Flyers 3 - Flyers v2: Python Helps Out

project flyers

Flyers v2: Python Helps Out

Introduction
Version 1
Version 2
Version 3
Reporting Dashboard
Data Cleansing
Power BI Results
~~MS Fabric (v4)~~
~~AI with Power BI~~

This is part three of a series of short blogs chronicling a pet project I’ve come to know as Flyers. Flyers is a data exploration journey to capture authentic sale prices from local grocery stores and use that data to visualize trends over time. ~~Files associated with this project are available at https://github.com/carsonruebel/Flyers~~. This article covers the second solution I arrived at, which utilizes Python and Windows batch files to automate the tedious process of manually entering advertisement data.

Obtaining the Data

My first thought when approaching a solution to automate the most painfully manual parts of the first version was to choose a handful of local stores, identify their online advertisement, and scrape the details from a website. A few searches later led me to a site that did all this for me and more: ███. Just as a quick aside, I ended up using their website and app afterwards for my own shopping, and it’s quite handy. If you get nothing else from these articles, you might at least end up with a new tool to save some money in the never-ending need for groceries!
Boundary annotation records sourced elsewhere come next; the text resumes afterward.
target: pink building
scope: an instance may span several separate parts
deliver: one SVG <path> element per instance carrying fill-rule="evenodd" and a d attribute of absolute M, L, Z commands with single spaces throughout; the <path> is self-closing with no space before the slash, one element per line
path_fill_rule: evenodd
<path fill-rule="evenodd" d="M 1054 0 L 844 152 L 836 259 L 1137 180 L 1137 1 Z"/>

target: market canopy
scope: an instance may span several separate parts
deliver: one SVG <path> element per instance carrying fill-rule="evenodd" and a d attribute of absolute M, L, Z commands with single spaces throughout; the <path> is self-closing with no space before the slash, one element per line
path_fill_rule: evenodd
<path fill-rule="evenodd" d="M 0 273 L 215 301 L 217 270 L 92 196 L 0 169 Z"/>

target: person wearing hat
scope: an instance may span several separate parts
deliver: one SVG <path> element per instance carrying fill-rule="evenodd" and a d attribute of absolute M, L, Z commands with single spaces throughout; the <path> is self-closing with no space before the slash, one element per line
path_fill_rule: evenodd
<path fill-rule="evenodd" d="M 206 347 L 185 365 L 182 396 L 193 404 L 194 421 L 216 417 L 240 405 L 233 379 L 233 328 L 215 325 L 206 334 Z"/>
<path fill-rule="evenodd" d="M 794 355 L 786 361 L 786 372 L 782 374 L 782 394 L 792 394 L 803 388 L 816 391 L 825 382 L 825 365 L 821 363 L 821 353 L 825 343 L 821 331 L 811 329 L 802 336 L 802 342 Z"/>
I don’t remember how I originally found the API endpoint to bypass their UI. It may have been from playing with their site or finding a related project someone else had previously done, but there is an API that we can use for our needs: █████████. We can select five stores that are supported by ███ and build a Python script to pull data from them. The code to do this is fairly self-explanatory with the comments and abandoned lines. In a nutshell, there are two functions, one of which pulls and cleans data for a given store, and the other appends this new data into a locally-stored Excel file in the same folder as the script. These functions both use pandas to manipulate the data as needed. The results returned by the API give several additional pieces of information compared to our first version, some of which are valuable and some of which are not needed. We will strip out the unnecessary parts before merging and keep the valuable pieces, prompting some changes to the SQL table structure from v1. The five stores (using a local zip code) are Fred Meyer, Walmart, QFC, Safeway, and Albertsons. Below is the entire Python script.

#imports
import requests
import json
import csv
import pandas as pd
from pandas import json_normalize
from os.path import exists

def pull_data(storename):
    #pull fresh API data
    request_url = '█████████' + storename
    response_API = requests.get(request_url)
    data = response_API.text
    parse_json = json.loads(data)
    json_items = parse_json['items']
    df_new = json_normalize(json_items)
    df_new = df_new.drop(['score','item_weight','bottom','left','right','top'], axis = 1)
    df_new = df_new.dropna(subset=['current_price'])
    df_new.insert(0, 'Industry', 'Supermarket')
    df_new['name'] = df_new['name'].str.replace("'","''")
    #df_new.rename(columns={"name": "Product", "merchant_name": "Merchant"}) #placeholder in case I want to rename columns
    #print(df_new)
    #Only uncomment below to start a new file
    if exists('adhistory.xlsx') == 0:
        #df_new.to_excel('adhistory.xlsx', index=False)
        with pd.ExcelWriter('adhistory.xlsx') as writer:  
            df_new.to_excel(writer, sheet_name='RawInput', index=False)
    #if exists('adhistory2.json') == 0:
    #    df_new.to_json('adhistory2.json')
    return df_new

def merge_data(filename, dataframe):
    #load offline data to dataframe
    df_old = pd.read_excel(filename + ".xlsx")
    #print(df_old)

    #append together (with concat?)
    df_combined = pd.concat([df_old, dataframe], axis=0)
    #df_combined.to_csv('datafile2combined.csv', index=False)
    #print(df_combined)

    #remove duplicates
    df_final = df_combined.drop_duplicates()
    #print(df_final)

    #how many rows were added?
    added_row_count = df_final.shape[0] - df_old.shape[0]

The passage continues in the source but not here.